In many ways, this is the view that excited me the most when I first started exploring this presentation style. Even as presented, I feel the border surrounding the boxcar could frame it more closely.
Moving from left to right, the next scene is the view down the street. The track passes overhead, jutting out from one building before disappearing behind another. The bridge is really only inset just over an inch inside the face of the scene but it feels so much deeper. In addition to playing with the orientation of each viewing window, I believe we can play with the overall height and relative position.
In terms of colour and texture, I’d like the fascia to be treated in a muted tone not unlike older concrete. Colours very close to this should be used for the street and sidewalk, as well as the bridge sides. In this way, this scene is presented in an almost monochromatic manner that relies on form and shadow to describe the scene. Exceptions to this could apply to the inset building walls that line the sides of this scene. Perhaps two bands of lovely aged brick walls?
In my mockup and also in my vision for this scene, the bridge’s deck does not reach all the way to the back of the scene or touch the backdrop. This slim opening at the back of the scene might invite some overhead lighting to reach around behind the bridge and bounce of the street below. Though I didn’t include the form of buildings on this other side of the tracks they shouldn’t be rendered with the same level of detail as the foreground ones. Their mass and colour is their purpose and they should not detract from the detail and focus that is ultimately at the bridge area in the exact center of the layout and this scene in all planes.
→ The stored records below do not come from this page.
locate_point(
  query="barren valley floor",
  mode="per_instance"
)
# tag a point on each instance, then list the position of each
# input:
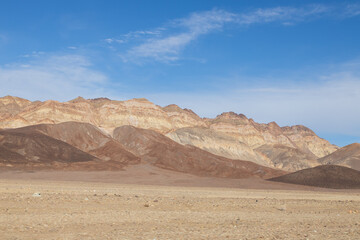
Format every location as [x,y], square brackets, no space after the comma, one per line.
[79,209]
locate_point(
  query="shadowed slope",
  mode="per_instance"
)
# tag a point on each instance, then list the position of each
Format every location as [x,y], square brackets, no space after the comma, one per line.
[33,148]
[287,158]
[327,176]
[163,152]
[87,138]
[346,156]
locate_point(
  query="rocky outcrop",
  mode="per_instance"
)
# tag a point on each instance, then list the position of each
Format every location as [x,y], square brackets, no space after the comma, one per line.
[229,135]
[348,156]
[158,150]
[87,138]
[287,158]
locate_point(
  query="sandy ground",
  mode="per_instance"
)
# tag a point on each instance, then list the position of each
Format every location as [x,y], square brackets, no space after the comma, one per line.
[123,209]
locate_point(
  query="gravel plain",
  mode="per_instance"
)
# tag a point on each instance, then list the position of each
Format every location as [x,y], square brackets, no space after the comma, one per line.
[88,210]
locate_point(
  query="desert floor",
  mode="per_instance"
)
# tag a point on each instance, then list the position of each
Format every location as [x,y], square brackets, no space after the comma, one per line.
[72,208]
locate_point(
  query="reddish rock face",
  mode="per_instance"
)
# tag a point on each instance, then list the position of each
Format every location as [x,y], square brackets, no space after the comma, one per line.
[348,156]
[229,135]
[158,150]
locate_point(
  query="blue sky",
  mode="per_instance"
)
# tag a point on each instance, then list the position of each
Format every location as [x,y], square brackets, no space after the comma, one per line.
[293,62]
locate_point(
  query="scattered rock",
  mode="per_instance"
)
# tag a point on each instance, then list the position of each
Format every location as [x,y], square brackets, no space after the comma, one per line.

I love the idea of these urban coal trestles that were placed beside warehouses so that a boxcar could be unloaded into the warehouse or a hopper could be emptied into coal piles below. The coal trestle provides a chance for lots of black-grey coal dust. Little hints of stubborn vegetation peek in from the seams around the edge and perhaps even from between the ties. If possible, the detail could array back from the front of the scene to a median resolution at the track’s centreline, and fading as we move back through the scene.
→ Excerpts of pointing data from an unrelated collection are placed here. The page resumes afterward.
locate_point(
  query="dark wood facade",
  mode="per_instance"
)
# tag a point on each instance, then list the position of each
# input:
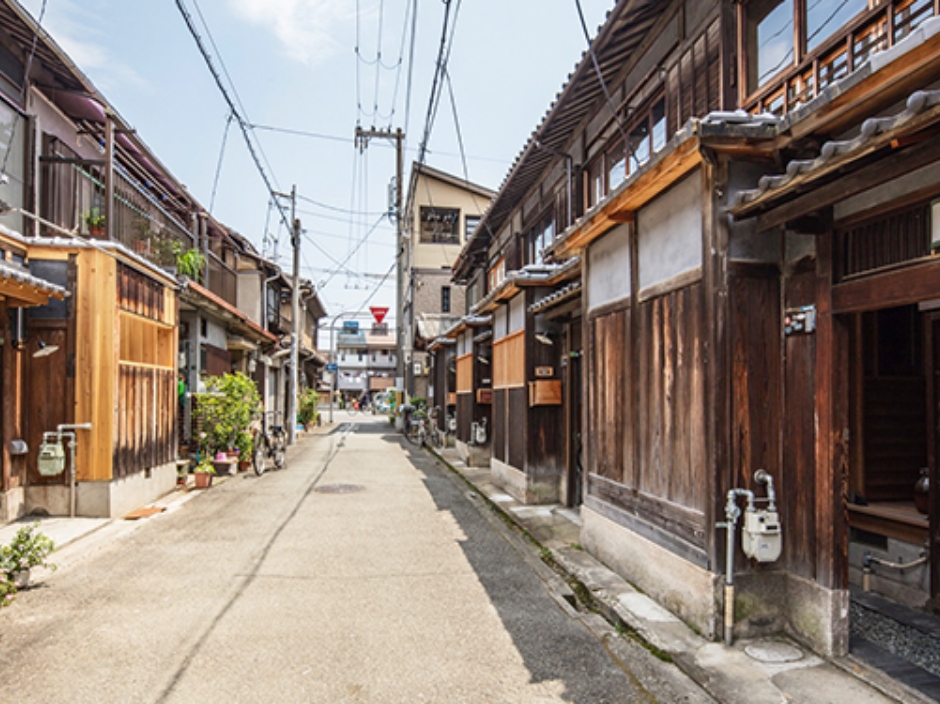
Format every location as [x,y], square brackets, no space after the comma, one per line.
[737,315]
The mockup is constructed of foamcore and is thirty inches in length. It is eight inches deep and I believe about twelve inches high. The stepping in the fascia is not intentional. I envision this plane to be a constant and regret that my stock of foamcore sheet didn’t provide a panel large enough to present it as I saw it being. As I mentioned in the original presentation of this idea, this is a layout I do not intend to build. That said, I had a lot of fun constructing the mockup and am excited to see my idea as a massing model. It’s fun to explore around it and test how each scene works.
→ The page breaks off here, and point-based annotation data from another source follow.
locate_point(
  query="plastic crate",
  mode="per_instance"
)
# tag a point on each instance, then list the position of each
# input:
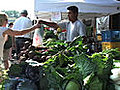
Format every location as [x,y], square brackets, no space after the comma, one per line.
[110,45]
[111,36]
I love the way the boxcar is framed in the first scene. I’d like the opening to frame the boxcar and to use that car to identify the railroad. This identity is both the railroad company and also a clue on the era and perhaps even the climate.
When I look at the layout, my attention and imagination are so drawn to the forms at the bridge scene. It feels like a classic, almost science fiction-like, view of the new urban place. Layers of transportation stacked over each over and threaded through one another. A quilt composed as much of panels of commerce as action.
That leaves only the coal yard. It’s the least expressive of the three scenes yet it depicts something that I just like and find appealing. It’s probably just me and my imagination, but even across this short distance, I feel like I’ve travelled much further on this trip, having followed the train past street-level warehouse and manufacturing lofts, breaking the silence of a busy midday street, until eventually arriving to deliver that single car at the end of the line.